太田述正コラム#8254(2016.3.4)
<米キリスト教原理主義の本質>(2016.7.5公開)

1 始めに

 「<米国の>福音主義者達(evangelicals)に一体何が起こったのだろうか?
 彼らは、テッド・クルーズ候補の岩盤であるはずだった。
 しかし、スーパーテュースディには、クルーズは、彼らをドナルド・トランプに失ってしまった。・・・
 <思うに、>今回は、福音主義者達は、自分達のような誰かを求めなかった。
 彼らは、自分達を守ってくれるであろう誰かを求めたのだ。・・・
 トランプが彼らに提供するのは、精神(spirit)ではなく「筋肉(muscle)」なのだ。
 トランプが約束しているのは、教会の諸門の外に立って、中にいる信仰深き者達を守ることなのだ。
 彼は、彼らと、外国の野蛮人達及び国内の攻撃的な世俗主義者達と、の間に屹立するローマの百人隊の隊長なのだ。

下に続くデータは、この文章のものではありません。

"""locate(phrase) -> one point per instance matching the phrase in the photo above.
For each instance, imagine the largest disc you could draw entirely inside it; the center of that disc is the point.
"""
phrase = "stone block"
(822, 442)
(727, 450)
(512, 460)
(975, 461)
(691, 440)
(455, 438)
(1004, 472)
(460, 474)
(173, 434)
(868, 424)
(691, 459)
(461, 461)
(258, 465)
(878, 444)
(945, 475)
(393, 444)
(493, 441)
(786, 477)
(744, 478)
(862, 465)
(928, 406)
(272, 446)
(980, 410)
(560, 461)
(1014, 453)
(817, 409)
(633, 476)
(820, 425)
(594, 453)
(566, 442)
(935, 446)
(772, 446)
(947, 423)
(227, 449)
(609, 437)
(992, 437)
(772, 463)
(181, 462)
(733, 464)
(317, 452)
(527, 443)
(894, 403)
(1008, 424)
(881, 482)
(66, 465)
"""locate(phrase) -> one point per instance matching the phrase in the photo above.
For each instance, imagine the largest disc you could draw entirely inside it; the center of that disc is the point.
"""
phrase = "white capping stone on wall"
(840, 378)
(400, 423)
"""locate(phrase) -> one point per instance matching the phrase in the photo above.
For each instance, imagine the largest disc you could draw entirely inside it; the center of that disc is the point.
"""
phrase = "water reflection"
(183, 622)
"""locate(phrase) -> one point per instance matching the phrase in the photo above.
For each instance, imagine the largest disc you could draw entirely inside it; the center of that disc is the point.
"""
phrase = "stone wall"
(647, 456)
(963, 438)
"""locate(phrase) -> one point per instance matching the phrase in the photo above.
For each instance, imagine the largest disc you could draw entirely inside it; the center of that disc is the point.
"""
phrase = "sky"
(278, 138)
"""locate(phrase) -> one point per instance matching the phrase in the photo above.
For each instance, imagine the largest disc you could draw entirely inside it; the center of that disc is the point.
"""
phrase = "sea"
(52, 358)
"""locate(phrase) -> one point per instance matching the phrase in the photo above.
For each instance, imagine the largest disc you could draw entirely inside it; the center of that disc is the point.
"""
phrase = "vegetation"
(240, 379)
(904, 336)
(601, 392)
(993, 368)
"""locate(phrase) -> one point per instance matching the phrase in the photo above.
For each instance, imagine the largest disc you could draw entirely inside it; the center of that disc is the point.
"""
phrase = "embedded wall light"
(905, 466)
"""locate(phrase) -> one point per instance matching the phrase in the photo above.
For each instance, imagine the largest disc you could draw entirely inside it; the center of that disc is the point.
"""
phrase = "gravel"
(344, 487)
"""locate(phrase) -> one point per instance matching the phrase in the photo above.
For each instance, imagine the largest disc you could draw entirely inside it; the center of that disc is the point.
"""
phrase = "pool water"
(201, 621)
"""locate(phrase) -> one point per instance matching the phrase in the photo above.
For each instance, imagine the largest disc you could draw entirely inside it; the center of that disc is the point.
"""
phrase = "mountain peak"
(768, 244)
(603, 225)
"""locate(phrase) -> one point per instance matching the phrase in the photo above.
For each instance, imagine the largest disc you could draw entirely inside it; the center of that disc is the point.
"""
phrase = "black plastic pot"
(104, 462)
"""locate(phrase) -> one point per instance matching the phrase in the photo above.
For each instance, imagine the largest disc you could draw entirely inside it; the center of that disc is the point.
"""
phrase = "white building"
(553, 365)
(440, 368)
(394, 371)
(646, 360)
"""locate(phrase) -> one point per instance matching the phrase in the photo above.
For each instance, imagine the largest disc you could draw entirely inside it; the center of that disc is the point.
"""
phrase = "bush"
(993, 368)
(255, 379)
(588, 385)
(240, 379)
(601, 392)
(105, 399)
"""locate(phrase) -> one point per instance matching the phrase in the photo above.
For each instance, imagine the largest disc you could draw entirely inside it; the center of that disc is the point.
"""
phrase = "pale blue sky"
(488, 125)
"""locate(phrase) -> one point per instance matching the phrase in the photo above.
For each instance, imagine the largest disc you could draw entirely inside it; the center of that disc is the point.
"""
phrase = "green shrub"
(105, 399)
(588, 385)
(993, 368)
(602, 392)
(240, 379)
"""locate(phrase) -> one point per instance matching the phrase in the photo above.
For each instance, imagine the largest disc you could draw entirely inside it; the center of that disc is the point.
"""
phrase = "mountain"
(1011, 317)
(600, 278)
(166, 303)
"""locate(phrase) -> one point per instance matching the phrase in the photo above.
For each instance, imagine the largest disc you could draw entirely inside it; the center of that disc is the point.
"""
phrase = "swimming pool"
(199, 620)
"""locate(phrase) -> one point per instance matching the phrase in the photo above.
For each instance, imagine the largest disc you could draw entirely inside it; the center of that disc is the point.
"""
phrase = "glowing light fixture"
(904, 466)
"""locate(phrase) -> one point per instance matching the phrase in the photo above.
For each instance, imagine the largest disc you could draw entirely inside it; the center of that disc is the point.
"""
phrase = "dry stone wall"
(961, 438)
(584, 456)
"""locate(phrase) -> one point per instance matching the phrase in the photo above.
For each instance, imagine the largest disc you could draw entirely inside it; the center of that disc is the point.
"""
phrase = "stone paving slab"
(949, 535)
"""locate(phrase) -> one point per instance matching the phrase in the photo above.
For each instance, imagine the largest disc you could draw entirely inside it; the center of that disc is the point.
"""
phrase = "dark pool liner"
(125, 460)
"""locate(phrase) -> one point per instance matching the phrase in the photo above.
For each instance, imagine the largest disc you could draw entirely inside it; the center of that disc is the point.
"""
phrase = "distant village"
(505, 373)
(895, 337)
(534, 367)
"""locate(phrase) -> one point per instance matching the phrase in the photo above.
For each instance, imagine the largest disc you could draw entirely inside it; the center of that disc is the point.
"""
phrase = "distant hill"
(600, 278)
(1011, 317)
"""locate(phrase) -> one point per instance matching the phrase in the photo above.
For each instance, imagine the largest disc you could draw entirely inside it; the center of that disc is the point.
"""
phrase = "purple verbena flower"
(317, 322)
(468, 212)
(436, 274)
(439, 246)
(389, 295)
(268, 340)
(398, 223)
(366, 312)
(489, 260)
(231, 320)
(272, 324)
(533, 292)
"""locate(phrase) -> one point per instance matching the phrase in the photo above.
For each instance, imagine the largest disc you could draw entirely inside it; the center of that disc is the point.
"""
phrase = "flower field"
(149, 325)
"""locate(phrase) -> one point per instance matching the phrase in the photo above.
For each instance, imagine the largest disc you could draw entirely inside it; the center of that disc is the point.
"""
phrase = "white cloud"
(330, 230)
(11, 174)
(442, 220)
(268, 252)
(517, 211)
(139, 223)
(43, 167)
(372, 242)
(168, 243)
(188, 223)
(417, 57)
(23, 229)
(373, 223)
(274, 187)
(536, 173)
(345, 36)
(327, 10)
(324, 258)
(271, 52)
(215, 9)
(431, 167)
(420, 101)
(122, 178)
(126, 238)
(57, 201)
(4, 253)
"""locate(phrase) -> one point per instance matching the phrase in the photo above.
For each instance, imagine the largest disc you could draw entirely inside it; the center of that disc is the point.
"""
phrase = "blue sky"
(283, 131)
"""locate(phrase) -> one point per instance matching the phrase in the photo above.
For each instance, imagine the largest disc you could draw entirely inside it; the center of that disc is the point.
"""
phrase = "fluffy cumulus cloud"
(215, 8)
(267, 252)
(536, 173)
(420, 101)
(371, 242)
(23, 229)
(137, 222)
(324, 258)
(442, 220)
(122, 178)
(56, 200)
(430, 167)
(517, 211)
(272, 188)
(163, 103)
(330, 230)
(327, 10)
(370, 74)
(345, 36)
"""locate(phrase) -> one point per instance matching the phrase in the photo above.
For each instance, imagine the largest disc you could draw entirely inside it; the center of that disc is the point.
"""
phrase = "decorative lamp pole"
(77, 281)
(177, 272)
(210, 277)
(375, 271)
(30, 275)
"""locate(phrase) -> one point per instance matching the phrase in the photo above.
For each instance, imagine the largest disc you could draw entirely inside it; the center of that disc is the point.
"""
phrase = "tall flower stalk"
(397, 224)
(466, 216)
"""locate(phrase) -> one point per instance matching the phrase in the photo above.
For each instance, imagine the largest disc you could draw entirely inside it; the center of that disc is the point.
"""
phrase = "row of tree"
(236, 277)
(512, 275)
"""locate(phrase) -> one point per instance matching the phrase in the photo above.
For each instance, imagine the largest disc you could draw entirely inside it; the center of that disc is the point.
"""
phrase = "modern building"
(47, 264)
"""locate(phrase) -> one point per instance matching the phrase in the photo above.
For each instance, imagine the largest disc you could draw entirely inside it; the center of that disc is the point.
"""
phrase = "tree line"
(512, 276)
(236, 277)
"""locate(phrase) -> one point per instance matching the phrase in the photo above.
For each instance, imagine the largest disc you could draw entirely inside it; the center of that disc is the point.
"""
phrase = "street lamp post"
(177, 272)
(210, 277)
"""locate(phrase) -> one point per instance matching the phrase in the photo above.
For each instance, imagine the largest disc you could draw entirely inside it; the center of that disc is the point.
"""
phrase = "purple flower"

・・・」
https://www.washingtonpost.com/opinions/donald-trump-defender-of-the-faith/2016/03/03/33fae7a4-e172-11e5-8d98-4b3d9215ade1_story.html?hpid=hp_no-name_opinion-card-b%3Ahomepage%2Fstory

 この米国知識人が苦し紛れにひねり出した分析の類を、一笑に付して(?)、より明快かつ説得力ある分析を提示しているのが、ガーディアンに掲載されたコラム
http://www.theguardian.com/commentisfree/belief/2016/mar/03/donald-trump-success-shows-many-americans-believe-only-in-america
です。
 その筆者は、ガイルズ・フレーザー(Giles Fraser。1964年〜)であるところ、彼は、英国教の牧師であり、ジャーナリスト、放送関係者でもあって、ユダヤ人として生まれ、キリスト教に改宗し、ニューカッスル大等で学び、ランカスター大で博士号を取得した、という人物です。
https://en.wikipedia.org/wiki/Giles_Fraser

2 米キリスト教原理主義の本質

 「米国は、欧州よりも、よりキリスト教的である、と長らくみなされてきた。
 しかし、それは神話なのだ。
 もちろん、米国で、はるかに大勢の人々が教会に行っていることは確かだ。
 また、ぺらぺらの聖書を見せ、祈祷諸朝食会に出席することなくして、<米国で>大統領になることはできない。
 しかし、トランプ現象が顕現したものは、何人かの頭の良いキリスト教観察者達がしばらく前から言ってきたことだ。
 すなわち、米国人達の極めて多数は神を本当に信じてなどいないのだ。
 彼らは米国を信じているだけなのだ。
 もっとも、彼らは、神と米国とを、しばしば同じものだと受け止めているが・・。
 神は、しばらく前に、米国人達の夢(American dream)によって切り刻まれてしまった(hacked)のだ。
 「米国の福音主義教会は、大部分、世界王国の米国における宗教版(version)によって吸収されてしまった。我々は十字架の力よりも刀の力を信じるようになってしまった。」とグレゴリー・ボイド(Gregory Boyd)<(注1)>は、『キリスト教国家の神話(The Myth of a Christian Nation)』の中で記している。・・・

 (注1)1957年〜。米国の神学者、再洗礼派(Anabaptism)の牧師、著述家。カトリック教徒→無神論者→福音主義者→現在、という変遷を遂げた。ミネソタ大卒、エール大神学修士、プリンストン大神学博士。キリスト教右派批判で知られる。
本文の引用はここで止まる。